The upcoming summer break that has your kids excited to temporarily shrug off the responsibilities of school may have you, the parent, stressing over what to do with those kids once school lets out. You may be worried about a lack of child care or ways to keep your kids occupied without the structure school provides. But research shows there's yet another concern you should be addressing; It's called "brain drain" or "summer slide" and it refers to the deterioration of skills and knowledge accumulated during the school year.
The research conducted by the RAND Corporation in 2011* focused on kids in grades 1 through 9 and the effect the 3-month summer break had on their math and reading skills. Results showed knowledge and skills lost during the hot months equaled, on average, about one month of school instruction with students from low-income households faring disproportionately worse than their middle- and upper-class peers.
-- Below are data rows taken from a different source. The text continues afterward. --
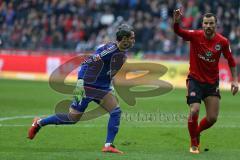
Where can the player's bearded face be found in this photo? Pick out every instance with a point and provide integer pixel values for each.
(128, 42)
(209, 25)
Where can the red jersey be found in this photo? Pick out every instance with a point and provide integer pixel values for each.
(205, 54)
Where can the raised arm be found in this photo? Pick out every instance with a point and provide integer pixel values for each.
(185, 34)
(232, 65)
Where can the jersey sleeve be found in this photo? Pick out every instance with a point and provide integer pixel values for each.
(228, 54)
(187, 35)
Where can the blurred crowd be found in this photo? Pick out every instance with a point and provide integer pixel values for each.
(81, 25)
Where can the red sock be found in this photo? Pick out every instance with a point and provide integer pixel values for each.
(203, 125)
(192, 128)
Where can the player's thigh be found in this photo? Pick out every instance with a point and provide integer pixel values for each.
(74, 114)
(212, 107)
(194, 108)
(194, 93)
(109, 102)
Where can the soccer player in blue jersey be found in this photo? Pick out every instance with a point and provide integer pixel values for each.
(94, 84)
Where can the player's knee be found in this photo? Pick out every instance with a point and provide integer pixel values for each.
(115, 116)
(75, 117)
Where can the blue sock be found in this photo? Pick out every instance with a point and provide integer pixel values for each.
(57, 119)
(113, 124)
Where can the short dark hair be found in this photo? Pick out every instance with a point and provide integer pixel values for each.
(123, 30)
(208, 15)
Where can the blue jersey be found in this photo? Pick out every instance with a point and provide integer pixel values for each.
(99, 69)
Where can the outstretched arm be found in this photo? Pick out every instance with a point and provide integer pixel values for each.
(185, 34)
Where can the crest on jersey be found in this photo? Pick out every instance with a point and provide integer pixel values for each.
(193, 94)
(218, 47)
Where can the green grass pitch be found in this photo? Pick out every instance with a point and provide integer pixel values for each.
(154, 129)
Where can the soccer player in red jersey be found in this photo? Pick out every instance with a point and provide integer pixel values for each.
(206, 47)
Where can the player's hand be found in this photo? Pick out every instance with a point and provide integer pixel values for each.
(79, 92)
(177, 15)
(234, 87)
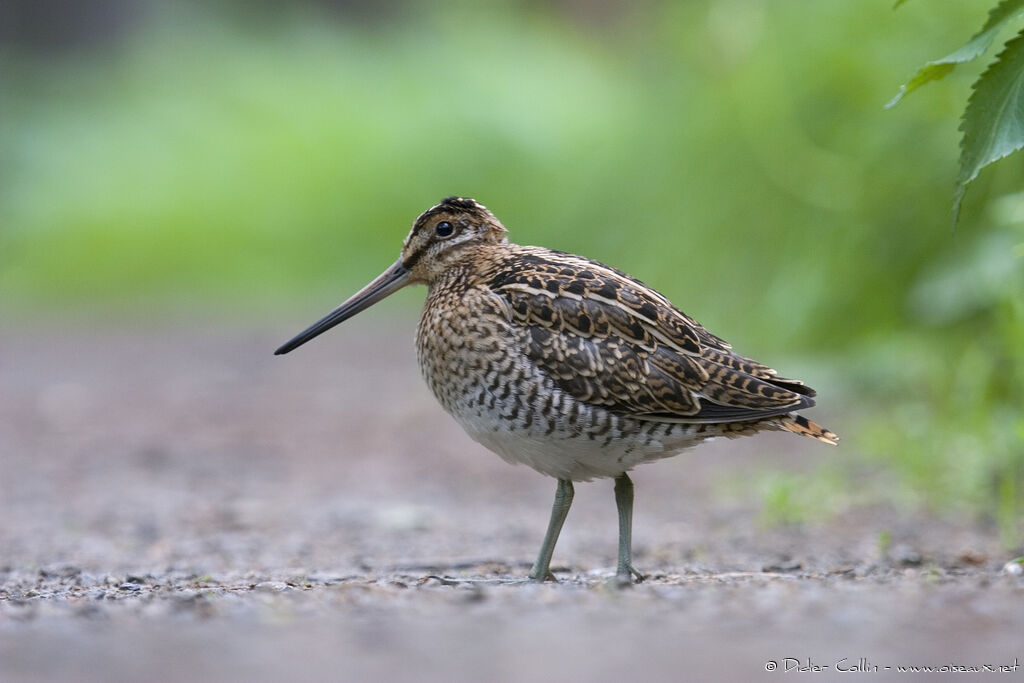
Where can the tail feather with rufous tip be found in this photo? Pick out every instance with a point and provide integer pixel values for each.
(798, 424)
Even more disturbing was the finding that the effects of summer "brain drain" may be cumulative, putting lower income students further behind their more well-off classmates as they progress through the remainder of their primary education.
The study's authors concluded that perhaps the best way to combat "brain drain" is with summer learning programs. That's why Kid Time offers a variety of Summer Adventure Camps designed to keep kids active and engaged in the learning process even while outside regular schooling. The camps have names like "Super Hero Training" and "Mind of an Artist" and incorporate everything from the arts and imagination to mind and body challenges, and even the study of various forms of transportation as well as medieval knights and princesses. Each camp is open to kids between the ages of 4 and 8, runs Tuesday through Thursday from 9:00 a.m. to noon, and costs just $75.
With six Kid Time camps available a child could get close to the six weeks of summer learning the RAND study recommends to effectively prevent "brain drain". Not to mention, the camps would also give your kids a place to be, negating the need for full-time child care, and would almost certainly hold boredom at bay. All of which might make you just as excited at the prospect of summer break as your children are.